O fracasso em terminar o grau secundário custou caro, quando ele se inscreveu para o exame de admissão na Academia de Belas-Artes de Viena, já que o diploma era um requisito básico. Hitler (mais livre após a morte do pai, em 1903) passara a fazer visitas frequentes à capital, em que se deleitava com as paisagens da metrópole austríaca, com seus museus, a ópera, o Parlamento e a magnífica Ringstrasse. O fracasso acadêmico, que ele não contara à família ou aos amigos, foi difícil de aceitar.
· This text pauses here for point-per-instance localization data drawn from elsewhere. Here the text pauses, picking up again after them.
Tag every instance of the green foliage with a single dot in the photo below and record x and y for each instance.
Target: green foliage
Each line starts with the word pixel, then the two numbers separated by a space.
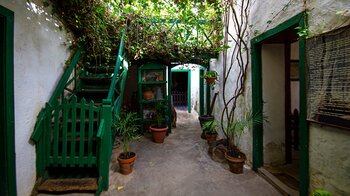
pixel 128 128
pixel 154 28
pixel 238 126
pixel 210 127
pixel 302 31
pixel 320 192
pixel 210 74
pixel 161 109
Muitos atribuem a perseguição aos intelectuais e seu desprezo pela intelligentsia alemã como resultado dessa rejeição.


O ano de 1907 foi marcado pela morte da mãe, em consequência de um câncer de mama. “Em meus quase 40 anos de atividade, nunca vi um jovem tão indescritivelmente triste e arrasado como o jovem Adolf Hitler”, escreveu o médico judeu que tratara Klara Hitler, doutor Eduard Bloch, em uma anotação de 1938. Não há indícios de que o tratamento médico feito por Bloch tenha sido a causa do patológico ódio antissemita de futuro Führer. No próprio dia do funeral, Hitler foi até o consultório dele para agradecer pelos cuidados com a mãe. Em 1938, quando o líder fez sua entrada triunfal na “cidade natal” Linz, após ter anexado a Áustria, dizem que perguntou imediatamente pela saúde do “bom e velho doutor Bloch”. Dentre todos os judeus de Linz, Hitler colocou o médico sob a proteção da Gestapo. No final de 1940, a família Bloch conseguiu emigrar em segurança para os Estados Unidos.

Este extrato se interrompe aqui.